Zolok:  “He’ll do as I say or I’ll put him in the enlarging machine! I’ll control his brain, even if I have to make him a white giant!”

There’s not all that much to see in Liguria, as it turns out, just a series of blank metal corridors (or rather, the same one over and over). The always-lurking Natcha spots the newcomers and takes the first opportunity to make contact. She leads Bruce and Jerry to Manyus’s laboratory, while the oblivious Hugo stomps off in the other direction.

Introductions have no sooner been made than Zolok’s voice comes over a speaker—explaining who Bruce is, and all about his magnetic detector. When Bruce asks how he could have known about their whereabouts, Manyus gives the answer that, in 1935, explained everything: “Television!”


He has a short-circuiting device, however, so there is the opportunity for a brief private conversation. Manyus decides to work with Bruce to put a stop to the worldwide disasters. Hearing about the amplifier (in the Powerhouse, which is where those first scenes were set), Bruce resolves to destroy it. Manyus cannot leave the room, which has a giant guarding it, but Natcha offers to act as guide.

Gorzo brings Colton and Reynolds into Zolok’s presence. Zolok frightens them by accusing them of spying, then easily acquires all the information they can give him. Hearing of Bruce’s expertise – and Jerry’s! – makes Zolok decide that he must hobble the two of them immediately; he has Appolyn prepare the enlarging machine…
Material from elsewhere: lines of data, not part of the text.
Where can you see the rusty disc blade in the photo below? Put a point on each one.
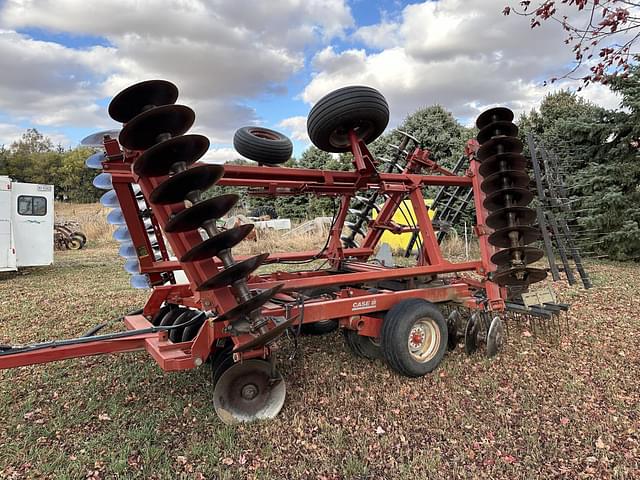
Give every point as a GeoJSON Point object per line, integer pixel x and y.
{"type": "Point", "coordinates": [519, 276]}
{"type": "Point", "coordinates": [505, 179]}
{"type": "Point", "coordinates": [520, 197]}
{"type": "Point", "coordinates": [265, 338]}
{"type": "Point", "coordinates": [494, 146]}
{"type": "Point", "coordinates": [140, 97]}
{"type": "Point", "coordinates": [494, 115]}
{"type": "Point", "coordinates": [519, 215]}
{"type": "Point", "coordinates": [527, 255]}
{"type": "Point", "coordinates": [248, 391]}
{"type": "Point", "coordinates": [176, 188]}
{"type": "Point", "coordinates": [503, 161]}
{"type": "Point", "coordinates": [195, 216]}
{"type": "Point", "coordinates": [232, 274]}
{"type": "Point", "coordinates": [96, 140]}
{"type": "Point", "coordinates": [218, 243]}
{"type": "Point", "coordinates": [245, 308]}
{"type": "Point", "coordinates": [526, 235]}
{"type": "Point", "coordinates": [158, 160]}
{"type": "Point", "coordinates": [145, 129]}
{"type": "Point", "coordinates": [496, 129]}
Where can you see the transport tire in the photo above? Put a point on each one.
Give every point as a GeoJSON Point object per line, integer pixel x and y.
{"type": "Point", "coordinates": [190, 332]}
{"type": "Point", "coordinates": [175, 334]}
{"type": "Point", "coordinates": [171, 317]}
{"type": "Point", "coordinates": [361, 346]}
{"type": "Point", "coordinates": [263, 211]}
{"type": "Point", "coordinates": [164, 310]}
{"type": "Point", "coordinates": [263, 145]}
{"type": "Point", "coordinates": [363, 109]}
{"type": "Point", "coordinates": [414, 337]}
{"type": "Point", "coordinates": [323, 326]}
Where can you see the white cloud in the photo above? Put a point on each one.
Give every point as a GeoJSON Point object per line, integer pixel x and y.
{"type": "Point", "coordinates": [220, 53]}
{"type": "Point", "coordinates": [220, 155]}
{"type": "Point", "coordinates": [296, 127]}
{"type": "Point", "coordinates": [462, 54]}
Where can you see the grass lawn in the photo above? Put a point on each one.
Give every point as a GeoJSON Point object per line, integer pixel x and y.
{"type": "Point", "coordinates": [553, 407]}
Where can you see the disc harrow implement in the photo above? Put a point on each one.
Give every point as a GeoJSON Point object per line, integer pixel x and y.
{"type": "Point", "coordinates": [209, 304]}
{"type": "Point", "coordinates": [505, 184]}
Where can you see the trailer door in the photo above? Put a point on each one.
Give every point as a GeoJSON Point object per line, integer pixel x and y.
{"type": "Point", "coordinates": [33, 224]}
{"type": "Point", "coordinates": [7, 250]}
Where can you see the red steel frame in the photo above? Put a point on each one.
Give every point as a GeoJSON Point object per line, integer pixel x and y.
{"type": "Point", "coordinates": [355, 307]}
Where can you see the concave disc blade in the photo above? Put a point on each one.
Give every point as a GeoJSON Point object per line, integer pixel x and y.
{"type": "Point", "coordinates": [131, 265]}
{"type": "Point", "coordinates": [158, 160]}
{"type": "Point", "coordinates": [139, 281]}
{"type": "Point", "coordinates": [496, 114]}
{"type": "Point", "coordinates": [110, 199]}
{"type": "Point", "coordinates": [247, 392]}
{"type": "Point", "coordinates": [245, 308]}
{"type": "Point", "coordinates": [520, 197]}
{"type": "Point", "coordinates": [122, 234]}
{"type": "Point", "coordinates": [196, 215]}
{"type": "Point", "coordinates": [95, 161]}
{"type": "Point", "coordinates": [520, 215]}
{"type": "Point", "coordinates": [505, 179]}
{"type": "Point", "coordinates": [265, 337]}
{"type": "Point", "coordinates": [103, 181]}
{"type": "Point", "coordinates": [503, 161]}
{"type": "Point", "coordinates": [493, 146]}
{"type": "Point", "coordinates": [115, 217]}
{"type": "Point", "coordinates": [216, 244]}
{"type": "Point", "coordinates": [495, 337]}
{"type": "Point", "coordinates": [140, 97]}
{"type": "Point", "coordinates": [519, 276]}
{"type": "Point", "coordinates": [232, 274]}
{"type": "Point", "coordinates": [500, 238]}
{"type": "Point", "coordinates": [176, 188]}
{"type": "Point", "coordinates": [96, 140]}
{"type": "Point", "coordinates": [143, 131]}
{"type": "Point", "coordinates": [527, 255]}
{"type": "Point", "coordinates": [127, 250]}
{"type": "Point", "coordinates": [496, 129]}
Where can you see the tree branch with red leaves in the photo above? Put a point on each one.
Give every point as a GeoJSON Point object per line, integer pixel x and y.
{"type": "Point", "coordinates": [603, 34]}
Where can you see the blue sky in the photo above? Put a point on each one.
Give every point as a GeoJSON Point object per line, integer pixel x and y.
{"type": "Point", "coordinates": [249, 62]}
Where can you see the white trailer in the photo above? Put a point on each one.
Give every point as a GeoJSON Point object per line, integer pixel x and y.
{"type": "Point", "coordinates": [26, 224]}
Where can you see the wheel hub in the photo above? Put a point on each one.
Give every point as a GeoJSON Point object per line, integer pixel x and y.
{"type": "Point", "coordinates": [249, 391]}
{"type": "Point", "coordinates": [424, 339]}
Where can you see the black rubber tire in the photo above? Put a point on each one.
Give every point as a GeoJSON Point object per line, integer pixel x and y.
{"type": "Point", "coordinates": [357, 107]}
{"type": "Point", "coordinates": [263, 145]}
{"type": "Point", "coordinates": [323, 326]}
{"type": "Point", "coordinates": [82, 236]}
{"type": "Point", "coordinates": [190, 332]}
{"type": "Point", "coordinates": [397, 326]}
{"type": "Point", "coordinates": [157, 318]}
{"type": "Point", "coordinates": [362, 346]}
{"type": "Point", "coordinates": [263, 211]}
{"type": "Point", "coordinates": [175, 334]}
{"type": "Point", "coordinates": [171, 317]}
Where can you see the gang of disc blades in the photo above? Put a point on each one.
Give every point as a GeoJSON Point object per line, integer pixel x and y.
{"type": "Point", "coordinates": [176, 188]}
{"type": "Point", "coordinates": [520, 197]}
{"type": "Point", "coordinates": [145, 130]}
{"type": "Point", "coordinates": [500, 238]}
{"type": "Point", "coordinates": [500, 218]}
{"type": "Point", "coordinates": [218, 243]}
{"type": "Point", "coordinates": [140, 97]}
{"type": "Point", "coordinates": [496, 129]}
{"type": "Point", "coordinates": [158, 160]}
{"type": "Point", "coordinates": [496, 114]}
{"type": "Point", "coordinates": [497, 145]}
{"type": "Point", "coordinates": [232, 274]}
{"type": "Point", "coordinates": [199, 213]}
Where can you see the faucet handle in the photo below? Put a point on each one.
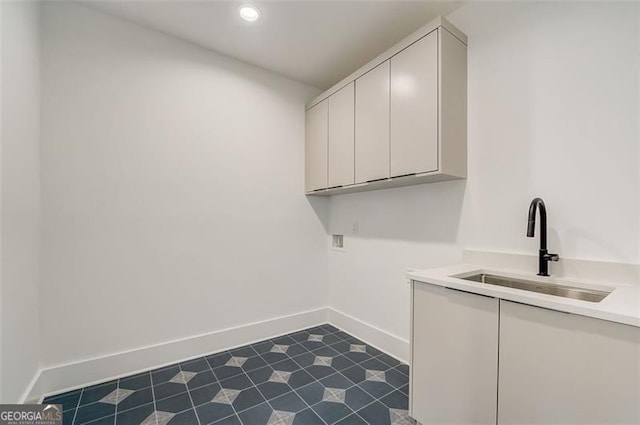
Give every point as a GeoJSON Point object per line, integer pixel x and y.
{"type": "Point", "coordinates": [551, 257]}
Zolok then discovers Manyus’s interference with his TV system, and goes into a rant that ends with him dropping Colton and Reynolds down another trapdoor into another metal dungeon.

Manyus is demonstrating his freezing-gun – capable of freezing any sort of power – to Jerry when Gorzo and Hugo arrive to collect them. Meanwhile, Appolyn catches up with Bruce and Natcha at the Powerhouse, where Bruce has detached the amplifier. To Appolyn’s snarl, “What are you doing with that amplifier?”, instead of just, I don’t know, dropping it, he hands it off to Natcha and pops Appolyn one on the jaw. In the ensuing scuffle, Appolyn is forced, somewhat embarrassingly, to call for Hugo’s help (beaten up by an electrical engineer, huh, tough guy?); while Natcha hides the amplifier, I guess.

In Zolok’s laboratory, Jerry has been strapped into the brain-destroyer. (Shades of Dale Arden and the Dehumaniser!) Zolok then mocks Bruce for thinking he could match wits with him! – only for Appolyn’s previous embarrassment to become nothing compared to Zolok’s own when Natcha pushes a button and drops him down one of his own trapdoors, causing him to end up in the same cell as Colton and Reynolds.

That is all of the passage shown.